RDS: The Benefits of a Truss Style Frame System

Posted 6 years 322 days ago ago by Eureka! Expeditionary Systems     0 Comments

The RDS was developed to achieve the following goals:

  • Structural Efficiency
  • Durable Performance
  • Ease of Deployment
  • Compact Packaging


Prior to the RDS, all other fast setup structures relied upon “scissor system” designs. The deployable system utilized by the RDS is based on structural/mechanical principles that deliver measurable improvement in these areas over existing deployable tent systems. The key design advantage of the RDS systems versus scissor systems are:

               1)  The Creation of a Structural Truss.

 The advantage of the structural truss is a static load strength to pass 10 pounds per square foot snow loads without additional braces that often increase set-up time and deployment weight.

               2)  Fewer Moving Parts/Locking Pin Locations.

The advantage of fewer moving parts/locking pin locations is less failure modes and greater

system reliability.


To further explain, when the RDS is deployed, it forms a structural truss. Each section has a four-sided structure of compressive members with two diagonal tension cables. Upon deployment, the cables are tensioned becoming the major load bearing element.


In the RDS design, the tubes are pinned at the ends only. The other quick erect tents do not use the structural trusses by are “scissor-systems”. Tubes in scissor-system designs have pins in each end and at the mid-span and become the major load bearing elements.  At these pin points, the sectional properties are reduced due to the hole for the pin. In addition, the hole at the mid-span is located at the point where the tube has the greatest bending stress during deployment and the greatest opportunity for damage.


Also, scissor-systems are less efficient at handling structural loads. In the best case, their effective structural section is one-half the distance between scissor-ends.
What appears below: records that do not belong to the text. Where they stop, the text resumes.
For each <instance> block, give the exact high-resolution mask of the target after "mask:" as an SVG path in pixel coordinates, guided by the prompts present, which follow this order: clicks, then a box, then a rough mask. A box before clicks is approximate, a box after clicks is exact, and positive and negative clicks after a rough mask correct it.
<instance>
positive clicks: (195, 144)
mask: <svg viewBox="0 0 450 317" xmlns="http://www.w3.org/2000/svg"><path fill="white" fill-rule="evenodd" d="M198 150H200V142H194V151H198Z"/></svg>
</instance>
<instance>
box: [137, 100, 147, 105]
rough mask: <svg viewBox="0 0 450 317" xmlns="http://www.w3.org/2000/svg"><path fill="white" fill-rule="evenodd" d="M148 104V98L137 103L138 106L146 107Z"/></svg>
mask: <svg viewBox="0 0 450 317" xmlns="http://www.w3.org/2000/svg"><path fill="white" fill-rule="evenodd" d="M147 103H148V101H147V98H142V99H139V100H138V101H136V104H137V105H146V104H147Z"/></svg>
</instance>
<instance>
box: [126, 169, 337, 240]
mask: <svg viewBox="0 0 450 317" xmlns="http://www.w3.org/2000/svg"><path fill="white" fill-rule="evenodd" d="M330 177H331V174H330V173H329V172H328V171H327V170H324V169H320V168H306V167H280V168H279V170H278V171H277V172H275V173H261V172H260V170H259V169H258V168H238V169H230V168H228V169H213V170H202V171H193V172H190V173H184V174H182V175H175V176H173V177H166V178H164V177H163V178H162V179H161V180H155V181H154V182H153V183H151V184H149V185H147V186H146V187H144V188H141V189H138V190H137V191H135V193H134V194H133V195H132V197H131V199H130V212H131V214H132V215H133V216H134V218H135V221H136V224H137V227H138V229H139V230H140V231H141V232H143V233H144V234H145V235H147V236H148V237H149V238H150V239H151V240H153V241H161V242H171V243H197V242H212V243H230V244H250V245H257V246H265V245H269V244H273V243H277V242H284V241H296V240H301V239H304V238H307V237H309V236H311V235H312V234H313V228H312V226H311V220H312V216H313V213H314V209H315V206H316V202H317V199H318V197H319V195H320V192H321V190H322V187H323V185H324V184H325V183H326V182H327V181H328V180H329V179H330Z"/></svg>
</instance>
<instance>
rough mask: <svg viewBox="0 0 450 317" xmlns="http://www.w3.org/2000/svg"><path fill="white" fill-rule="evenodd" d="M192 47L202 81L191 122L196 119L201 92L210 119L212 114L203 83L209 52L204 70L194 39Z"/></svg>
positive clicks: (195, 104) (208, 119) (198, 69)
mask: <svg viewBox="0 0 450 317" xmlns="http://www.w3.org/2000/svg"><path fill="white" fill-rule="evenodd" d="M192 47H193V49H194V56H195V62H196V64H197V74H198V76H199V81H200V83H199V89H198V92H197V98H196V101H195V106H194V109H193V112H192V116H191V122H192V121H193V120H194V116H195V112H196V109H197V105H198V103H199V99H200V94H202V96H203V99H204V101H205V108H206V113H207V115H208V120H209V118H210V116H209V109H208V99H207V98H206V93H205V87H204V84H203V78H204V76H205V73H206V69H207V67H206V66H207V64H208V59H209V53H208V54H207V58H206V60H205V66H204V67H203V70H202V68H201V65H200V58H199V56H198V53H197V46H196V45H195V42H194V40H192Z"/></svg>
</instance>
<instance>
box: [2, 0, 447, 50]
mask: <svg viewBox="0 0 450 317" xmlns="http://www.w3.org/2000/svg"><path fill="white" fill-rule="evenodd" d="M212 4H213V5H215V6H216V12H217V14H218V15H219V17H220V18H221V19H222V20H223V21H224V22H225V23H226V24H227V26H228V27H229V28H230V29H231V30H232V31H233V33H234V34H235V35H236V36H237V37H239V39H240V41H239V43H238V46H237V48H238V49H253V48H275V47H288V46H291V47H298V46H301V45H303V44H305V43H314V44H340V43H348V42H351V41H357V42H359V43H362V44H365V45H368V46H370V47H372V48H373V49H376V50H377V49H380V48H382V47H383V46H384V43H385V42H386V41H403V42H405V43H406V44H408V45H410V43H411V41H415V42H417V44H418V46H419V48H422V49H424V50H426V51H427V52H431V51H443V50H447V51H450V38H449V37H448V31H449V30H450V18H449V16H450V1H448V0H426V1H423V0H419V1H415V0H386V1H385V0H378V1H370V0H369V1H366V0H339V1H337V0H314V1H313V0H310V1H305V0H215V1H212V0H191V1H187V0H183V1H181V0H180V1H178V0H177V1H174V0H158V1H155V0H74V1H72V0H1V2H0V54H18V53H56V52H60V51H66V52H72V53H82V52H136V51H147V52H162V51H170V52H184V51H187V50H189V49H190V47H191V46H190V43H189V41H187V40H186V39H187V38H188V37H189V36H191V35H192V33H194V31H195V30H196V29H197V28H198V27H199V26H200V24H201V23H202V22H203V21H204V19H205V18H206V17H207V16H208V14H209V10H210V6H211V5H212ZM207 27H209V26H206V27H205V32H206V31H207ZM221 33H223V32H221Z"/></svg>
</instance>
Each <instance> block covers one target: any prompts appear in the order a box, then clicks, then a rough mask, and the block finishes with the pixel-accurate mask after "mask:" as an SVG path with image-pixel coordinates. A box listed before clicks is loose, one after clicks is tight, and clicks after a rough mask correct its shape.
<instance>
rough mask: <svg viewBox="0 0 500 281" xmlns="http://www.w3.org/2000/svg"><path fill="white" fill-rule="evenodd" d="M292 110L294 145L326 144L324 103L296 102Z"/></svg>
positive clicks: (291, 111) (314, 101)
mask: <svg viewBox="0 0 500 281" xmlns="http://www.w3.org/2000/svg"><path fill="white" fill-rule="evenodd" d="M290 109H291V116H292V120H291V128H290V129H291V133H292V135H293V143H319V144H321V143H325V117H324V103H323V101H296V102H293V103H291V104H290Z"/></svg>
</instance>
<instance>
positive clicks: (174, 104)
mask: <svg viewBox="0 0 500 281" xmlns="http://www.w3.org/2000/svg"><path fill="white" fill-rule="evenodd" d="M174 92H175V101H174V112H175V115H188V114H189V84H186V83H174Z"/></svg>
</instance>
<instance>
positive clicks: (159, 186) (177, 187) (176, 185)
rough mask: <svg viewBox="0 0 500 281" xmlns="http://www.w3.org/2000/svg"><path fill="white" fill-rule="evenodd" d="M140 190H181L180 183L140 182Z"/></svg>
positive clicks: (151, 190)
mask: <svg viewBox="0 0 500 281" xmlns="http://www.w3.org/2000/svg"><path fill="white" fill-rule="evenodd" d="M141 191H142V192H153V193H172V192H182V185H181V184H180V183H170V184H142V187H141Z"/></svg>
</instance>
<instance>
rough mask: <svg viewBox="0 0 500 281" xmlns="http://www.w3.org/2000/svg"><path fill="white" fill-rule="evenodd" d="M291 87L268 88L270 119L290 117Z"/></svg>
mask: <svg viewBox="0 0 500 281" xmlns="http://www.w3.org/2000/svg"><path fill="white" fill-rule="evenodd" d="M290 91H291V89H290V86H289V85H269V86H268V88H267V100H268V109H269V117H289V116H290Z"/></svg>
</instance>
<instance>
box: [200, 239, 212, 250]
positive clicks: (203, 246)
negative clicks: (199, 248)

It can also be difficult to reliably tension perimeter cables further compromising structural performance.


Unlike the scissor-systems, applied loads to the RDS are resolved to compression/tension forces in the members providing high structural performance with a minimum of material.  Sectional properties are constant along the span of the RDS, giving consistent structural performance. 


The RDS design also allows for high point loading at the nodes (hubs).  These hubs are structural members that efficiently transfer the point loads (from fabric or from hanging equipment to the truss system.
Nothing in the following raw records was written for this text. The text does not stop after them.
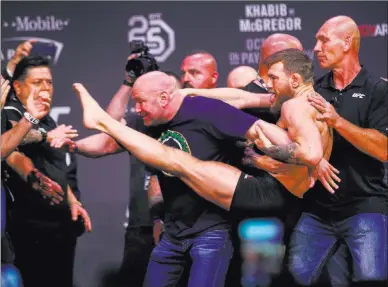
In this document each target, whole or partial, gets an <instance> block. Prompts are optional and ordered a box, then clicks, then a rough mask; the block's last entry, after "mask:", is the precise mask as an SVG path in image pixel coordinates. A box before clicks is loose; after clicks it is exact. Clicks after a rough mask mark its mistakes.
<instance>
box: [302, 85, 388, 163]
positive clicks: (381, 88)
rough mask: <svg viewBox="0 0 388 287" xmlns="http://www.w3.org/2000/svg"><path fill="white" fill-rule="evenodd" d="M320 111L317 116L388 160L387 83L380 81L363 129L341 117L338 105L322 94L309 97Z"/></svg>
mask: <svg viewBox="0 0 388 287" xmlns="http://www.w3.org/2000/svg"><path fill="white" fill-rule="evenodd" d="M309 100H310V102H311V104H312V105H313V106H314V107H315V108H316V109H317V110H318V111H320V112H321V115H319V116H318V117H317V119H319V120H322V121H325V122H326V123H327V124H328V125H329V126H330V127H333V128H334V129H335V130H336V131H337V132H338V133H339V134H340V135H341V136H342V137H343V138H344V139H346V140H347V141H348V142H349V143H351V144H352V145H353V146H355V147H356V148H357V149H359V150H360V151H361V152H363V153H365V154H367V155H369V156H371V157H374V158H376V159H377V160H379V161H381V162H387V161H388V149H387V145H388V136H387V135H388V113H387V110H388V85H387V83H386V82H382V81H380V82H379V83H378V84H377V85H376V87H375V91H374V93H373V96H372V100H371V104H370V107H369V114H368V118H367V124H368V127H365V128H362V127H359V126H356V125H354V124H353V123H351V122H349V121H347V120H346V119H344V118H343V117H341V116H340V115H339V114H338V113H337V112H336V110H335V108H334V107H333V106H332V105H331V104H330V103H329V102H327V101H326V100H325V99H324V98H323V97H322V96H320V95H317V94H316V95H313V96H310V97H309Z"/></svg>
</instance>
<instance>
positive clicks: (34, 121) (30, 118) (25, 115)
mask: <svg viewBox="0 0 388 287" xmlns="http://www.w3.org/2000/svg"><path fill="white" fill-rule="evenodd" d="M24 117H25V118H26V119H27V121H29V122H30V123H32V124H34V125H37V124H39V120H38V119H37V118H35V117H33V116H32V115H31V114H30V113H28V112H25V113H24Z"/></svg>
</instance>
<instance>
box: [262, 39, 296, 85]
mask: <svg viewBox="0 0 388 287" xmlns="http://www.w3.org/2000/svg"><path fill="white" fill-rule="evenodd" d="M286 49H298V50H303V46H302V43H301V42H300V41H299V40H298V39H297V38H295V37H294V36H291V35H288V34H282V33H277V34H272V35H270V36H268V37H267V38H266V39H265V40H264V42H263V44H262V45H261V48H260V62H259V75H260V77H262V78H263V79H264V81H266V80H267V73H268V68H267V66H266V65H264V64H263V63H264V60H265V59H266V58H268V57H269V56H271V55H273V54H275V53H277V52H280V51H283V50H286Z"/></svg>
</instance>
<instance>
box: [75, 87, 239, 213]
mask: <svg viewBox="0 0 388 287" xmlns="http://www.w3.org/2000/svg"><path fill="white" fill-rule="evenodd" d="M74 89H75V90H76V91H77V93H78V95H79V97H80V99H81V103H82V106H83V109H84V118H83V121H84V125H85V127H86V128H89V129H97V130H99V131H101V132H104V133H107V134H109V135H110V136H112V137H113V138H115V139H116V140H118V141H119V142H120V143H121V144H122V145H123V146H124V147H125V148H126V149H127V150H129V151H130V152H131V153H132V154H133V155H134V156H136V157H137V158H138V159H139V160H141V161H142V162H144V163H146V164H148V165H150V166H153V167H155V168H158V169H160V170H164V171H166V172H169V173H171V174H173V175H175V176H177V177H179V178H180V179H181V180H182V181H183V182H185V183H186V184H187V185H188V186H189V187H191V188H192V189H193V190H194V191H195V192H197V193H198V194H199V195H200V196H202V197H203V198H205V199H207V200H208V201H211V202H213V203H215V204H217V205H218V206H220V207H222V208H224V209H226V210H229V209H230V205H231V202H232V199H233V195H234V191H235V190H236V186H237V183H238V181H239V179H240V177H241V171H240V170H238V169H236V168H234V167H232V166H229V165H226V164H224V163H220V162H204V161H200V160H198V159H196V158H194V157H192V156H191V155H190V154H188V153H186V152H183V151H181V150H178V149H174V148H170V147H167V146H165V145H163V144H161V143H160V142H158V141H157V140H155V139H153V138H151V137H148V136H146V135H144V134H142V133H140V132H137V131H135V130H133V129H131V128H129V127H126V126H124V125H122V124H121V123H119V122H118V121H116V120H114V119H112V118H111V117H110V116H109V115H108V114H107V113H106V112H104V111H103V110H102V109H101V107H100V106H99V105H98V103H97V102H96V101H95V100H94V99H93V98H92V97H91V96H90V95H89V93H88V92H87V90H86V89H85V88H84V87H83V86H82V85H81V84H75V85H74Z"/></svg>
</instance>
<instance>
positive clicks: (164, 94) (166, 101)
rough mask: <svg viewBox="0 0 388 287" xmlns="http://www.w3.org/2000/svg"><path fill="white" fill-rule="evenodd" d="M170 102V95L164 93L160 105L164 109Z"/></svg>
mask: <svg viewBox="0 0 388 287" xmlns="http://www.w3.org/2000/svg"><path fill="white" fill-rule="evenodd" d="M169 101H170V95H169V94H168V93H167V92H162V93H161V94H160V96H159V103H160V106H161V107H162V108H165V107H166V106H167V104H168V102H169Z"/></svg>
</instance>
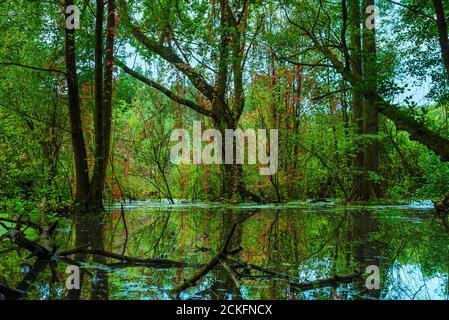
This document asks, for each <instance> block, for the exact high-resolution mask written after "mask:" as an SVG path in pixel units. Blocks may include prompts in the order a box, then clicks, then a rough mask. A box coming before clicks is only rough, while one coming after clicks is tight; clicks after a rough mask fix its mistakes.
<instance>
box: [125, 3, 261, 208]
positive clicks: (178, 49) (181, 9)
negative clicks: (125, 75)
mask: <svg viewBox="0 0 449 320" xmlns="http://www.w3.org/2000/svg"><path fill="white" fill-rule="evenodd" d="M159 5H161V6H162V8H163V12H165V13H166V14H165V16H164V25H163V26H162V28H161V29H160V30H158V32H156V33H157V34H158V35H159V40H158V39H157V38H156V35H155V36H151V35H146V34H145V33H144V32H143V31H142V27H140V26H139V25H138V24H137V23H135V22H133V21H132V20H131V17H130V16H131V14H130V12H129V9H128V6H127V4H126V1H124V0H123V1H121V10H122V15H123V17H124V23H125V24H126V25H127V27H128V29H129V31H130V33H131V34H132V35H133V36H134V37H135V39H136V40H137V41H138V42H139V43H140V44H141V45H142V46H143V47H144V48H145V49H146V50H148V52H151V53H154V54H156V55H157V56H159V57H160V58H161V59H163V60H164V61H165V62H167V63H169V64H170V65H171V66H173V67H174V68H175V69H176V70H177V71H178V72H180V73H181V74H183V75H184V76H185V77H186V78H187V79H188V80H189V81H190V83H191V85H192V86H193V87H194V88H195V89H196V90H197V92H199V93H200V94H201V96H202V99H201V100H203V101H204V102H201V103H198V102H195V101H192V100H190V99H186V98H183V97H180V96H178V95H176V94H175V93H173V92H172V91H170V89H168V88H166V87H164V86H163V85H161V84H159V83H157V82H155V81H153V80H150V79H148V78H147V77H144V76H143V75H141V74H139V73H138V72H136V71H135V70H133V69H131V68H129V67H127V66H126V65H125V64H123V63H121V64H120V66H121V67H122V69H123V70H124V71H125V72H126V73H128V74H129V75H131V76H133V77H135V78H136V79H138V80H140V81H142V82H144V83H146V84H147V85H149V86H151V87H153V88H155V89H156V90H159V91H160V92H162V93H163V94H165V95H166V96H167V97H169V98H170V99H172V100H173V101H174V102H176V103H179V104H181V105H184V106H187V107H189V108H191V109H192V110H194V111H196V112H198V113H199V114H201V115H203V116H206V117H210V118H211V119H212V120H213V122H214V124H215V125H216V126H217V128H218V129H219V130H220V131H222V132H223V133H224V131H225V130H226V129H236V128H237V125H238V122H239V119H240V117H241V115H242V112H243V109H244V106H245V92H244V86H243V76H244V75H243V74H244V69H245V62H246V56H247V54H248V50H249V49H250V47H251V44H250V43H248V40H247V37H248V34H247V33H248V30H247V29H248V28H249V27H252V28H253V29H255V31H254V32H257V30H258V28H259V24H258V23H257V22H254V21H253V20H254V18H252V16H253V15H252V14H251V11H250V9H251V8H252V7H253V6H254V5H252V4H251V3H250V2H249V1H234V2H232V3H231V2H230V1H227V0H220V1H218V3H215V2H211V3H210V4H209V5H208V7H206V8H207V9H206V10H209V14H211V15H212V17H214V15H215V14H214V13H213V12H214V10H217V11H218V17H217V20H218V21H217V22H218V27H214V25H215V21H211V26H209V28H210V29H211V30H209V31H210V34H209V35H208V38H209V39H210V38H212V39H214V38H213V37H217V39H219V40H218V41H217V42H215V41H214V40H212V41H210V40H209V41H207V39H206V38H205V37H204V35H203V31H202V30H201V33H200V34H196V36H197V37H198V39H195V40H198V41H199V44H198V45H199V46H200V48H197V49H199V50H200V49H201V50H204V48H202V47H201V46H205V47H207V48H210V52H208V53H207V55H210V56H211V57H212V59H211V60H212V61H210V63H213V64H214V65H215V66H214V67H209V66H206V67H205V68H206V69H207V70H208V72H210V74H208V73H207V72H205V71H203V72H202V71H200V70H199V69H198V68H197V67H196V66H194V64H193V63H192V62H190V61H189V57H190V58H191V60H194V59H195V55H194V54H193V53H192V52H191V51H193V50H194V49H192V48H191V47H190V48H189V45H185V46H184V45H181V41H180V40H179V39H178V37H182V33H181V31H179V32H178V33H176V31H178V30H177V29H180V27H183V26H184V25H183V22H184V21H187V22H185V23H186V24H187V25H186V26H184V27H186V28H187V29H192V30H197V27H196V26H192V24H193V22H192V21H191V18H189V16H188V15H187V13H186V12H183V11H182V10H183V9H184V10H185V9H186V8H187V6H190V10H193V11H194V10H195V9H196V8H199V9H197V10H199V13H203V11H201V10H205V9H204V7H205V6H204V5H203V6H202V2H201V1H199V2H198V3H195V4H191V5H189V4H187V3H184V2H180V1H167V2H166V3H164V4H162V3H160V4H159ZM156 6H158V5H157V4H156V3H153V2H151V4H150V7H156ZM171 7H175V8H177V10H178V11H177V12H176V13H172V11H170V9H169V8H171ZM164 9H165V10H164ZM175 18H176V22H175V23H176V25H172V23H171V22H170V21H171V20H173V19H175ZM192 40H194V39H189V41H192ZM203 41H204V43H203ZM215 45H216V47H214V46H215ZM185 48H187V49H185ZM204 54H205V53H204ZM205 55H206V54H205ZM204 57H205V56H203V58H204ZM199 64H200V65H201V62H200V63H199ZM207 78H209V79H210V80H207ZM212 79H214V80H212ZM210 81H214V84H211V83H210ZM230 82H232V85H230ZM197 100H199V99H197ZM234 143H235V142H234ZM223 148H224V145H223ZM223 151H224V149H223ZM222 154H224V152H223V153H222ZM234 157H235V155H234ZM234 163H235V161H234ZM221 167H222V194H224V195H225V197H226V198H232V197H233V196H234V195H236V194H238V195H240V196H242V197H243V198H253V199H256V200H260V199H259V197H258V196H256V195H255V194H253V193H252V192H249V191H248V190H247V189H246V188H245V186H244V185H243V183H242V180H241V178H242V168H241V165H238V164H232V165H230V164H224V165H222V166H221Z"/></svg>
The RDS is an efficient truss structure, and it is proportioned in a rational, optimized manner. Its part count is similar to standard non-deployable truss systems, and is lower than typical scissor-systems, which require extra members to distribute applied loads. Lower part count means that structural members may be sized significantly larger than scissor-systems without weight penalty. These larger structural sections are far less susceptible to damage than the smaller members in scissor-type structures.
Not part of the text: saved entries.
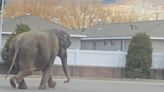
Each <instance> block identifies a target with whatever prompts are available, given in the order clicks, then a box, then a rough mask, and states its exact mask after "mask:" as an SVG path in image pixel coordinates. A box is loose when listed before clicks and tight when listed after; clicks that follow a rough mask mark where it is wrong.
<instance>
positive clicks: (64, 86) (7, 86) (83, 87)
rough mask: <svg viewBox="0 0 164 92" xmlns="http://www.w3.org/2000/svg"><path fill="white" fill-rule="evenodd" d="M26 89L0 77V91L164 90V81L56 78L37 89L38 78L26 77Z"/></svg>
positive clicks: (116, 90)
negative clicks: (14, 87)
mask: <svg viewBox="0 0 164 92" xmlns="http://www.w3.org/2000/svg"><path fill="white" fill-rule="evenodd" d="M25 80H26V83H27V85H28V89H26V90H19V89H14V88H12V87H11V86H10V84H9V79H4V78H0V92H22V91H23V92H164V81H159V80H138V81H136V80H116V79H115V80H113V79H112V80H89V79H72V80H71V82H70V83H68V84H64V83H63V81H64V79H57V80H56V82H57V86H56V87H55V88H53V89H50V88H48V89H47V90H39V89H38V86H39V83H40V78H26V79H25Z"/></svg>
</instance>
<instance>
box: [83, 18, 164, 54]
mask: <svg viewBox="0 0 164 92" xmlns="http://www.w3.org/2000/svg"><path fill="white" fill-rule="evenodd" d="M163 29H164V20H158V21H156V20H155V21H142V22H131V23H114V24H96V25H93V26H91V27H89V28H87V29H86V30H83V34H85V35H87V38H84V39H82V41H81V49H84V50H85V49H86V50H88V49H91V50H107V51H117V50H123V51H127V50H128V47H129V43H130V40H131V38H132V37H133V36H134V35H135V34H137V33H139V32H144V33H146V34H148V35H149V36H150V38H151V41H152V45H153V51H154V52H161V51H162V52H163V51H164V31H163ZM106 43H107V44H106ZM109 43H110V44H113V45H109Z"/></svg>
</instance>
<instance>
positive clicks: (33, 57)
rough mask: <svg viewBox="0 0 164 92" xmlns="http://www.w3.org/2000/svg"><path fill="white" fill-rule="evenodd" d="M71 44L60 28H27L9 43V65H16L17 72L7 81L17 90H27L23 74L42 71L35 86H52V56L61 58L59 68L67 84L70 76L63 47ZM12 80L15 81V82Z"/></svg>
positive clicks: (43, 86)
mask: <svg viewBox="0 0 164 92" xmlns="http://www.w3.org/2000/svg"><path fill="white" fill-rule="evenodd" d="M70 45H71V40H70V36H69V35H68V34H67V33H66V32H64V31H57V30H51V31H29V32H24V33H22V34H20V35H18V36H16V37H15V38H13V40H12V41H11V43H10V46H9V53H10V57H11V60H12V64H11V66H10V69H9V72H8V74H9V73H10V71H11V69H12V67H13V65H14V64H15V65H17V67H18V68H19V72H18V74H17V75H15V76H14V77H12V78H11V79H10V84H11V85H12V87H13V88H16V86H17V85H16V84H18V88H19V89H27V85H26V84H25V81H24V77H25V76H28V75H31V74H32V73H33V72H34V71H42V73H43V75H42V79H41V83H40V86H39V89H46V88H47V83H48V87H49V88H53V87H55V85H56V82H54V81H53V80H52V77H51V70H52V66H53V63H54V60H55V57H56V56H59V57H60V58H61V61H62V67H63V71H64V74H65V75H66V77H67V80H66V81H64V82H65V83H68V82H69V81H70V78H69V76H68V73H67V69H66V67H67V48H68V47H69V46H70ZM15 82H16V83H15Z"/></svg>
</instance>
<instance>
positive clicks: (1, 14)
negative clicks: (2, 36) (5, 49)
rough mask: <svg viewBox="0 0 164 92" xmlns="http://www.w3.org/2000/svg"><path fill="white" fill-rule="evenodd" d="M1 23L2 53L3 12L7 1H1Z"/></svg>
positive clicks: (1, 49) (0, 45) (1, 43)
mask: <svg viewBox="0 0 164 92" xmlns="http://www.w3.org/2000/svg"><path fill="white" fill-rule="evenodd" d="M1 2H2V3H1V12H0V13H1V21H0V51H1V50H2V30H3V28H2V27H3V11H4V3H5V0H1Z"/></svg>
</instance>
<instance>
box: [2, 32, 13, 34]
mask: <svg viewBox="0 0 164 92" xmlns="http://www.w3.org/2000/svg"><path fill="white" fill-rule="evenodd" d="M12 33H13V32H2V34H7V35H10V34H12Z"/></svg>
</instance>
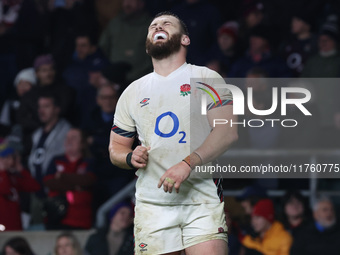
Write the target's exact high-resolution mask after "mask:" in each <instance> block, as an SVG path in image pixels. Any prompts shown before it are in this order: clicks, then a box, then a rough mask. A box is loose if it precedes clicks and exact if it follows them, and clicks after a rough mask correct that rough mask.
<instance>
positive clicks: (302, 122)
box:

Scissor-systems (like most other frame design systems) require tie-downs for stability. The RDS structural system (with the exception of the RDS-150) does not require tie-downs (wind guys) - staking the support legs is sufficient. In addition, the RDS does not require any additional cables or supports or special attention to meet snow, wind or wind/rain loading.


The RDS has been designed to streamline and simplify the deployment process. One key factor to achieve this has been to minimize lifting forces and eliminate all overhead lifting during deployment. Because there is little lifting (and no overhead lifting), service-personnel remain in a comfortable standing position throughout most of the deployment.


Scissor-systems require a significant overhead upward lift mid-way through deployment. In the scissor-system, the stop from A to B requires significant vertical center of gravity movement and overhead lift. (See above)  This is because scissor structures are spread outwards first, and only then take on the curvature. This latter part of deployment is when the major lifting occurs.


As a secondary deployment feature, the RDS is deployed in two stages, it is lengthened along a first axis, and then spread along a second axis. This provides a clear, simple deployment sequence requiring minimal training. By contrast, scissor-systems combine both synchronous features and sequential features, which require more skill and training for deploying personnel which adds the potential for error and damage.  Because of the simple procedures and reduce overhead lift, the RDS can be quickly and easily deployed.



Based on its unique, patented system, the RDS utilizes gears to synchronize the movement of its members during deployment. The main benefit of a geared system is that it provides consistent synchronization throughout deployment.

In contrast, scissors provide poor synchronization during initial deployment stages, which could result in confusion during deployment and increases the likelihood of accidental breakage. When the RDS is stowed, the fabric roof material is pulled into protective regions created by the roof structure, thus reducing the possibility of damage to the fabric during transport.


Due to the advanced structural design of the RDS roof trusses, it is exceedingly strong and capable of supporting significant point loads. Many objects that use to take up valuable floor space may now be suspended from the extremely rigid and stable roof allowing for more flexible usage of the shelter.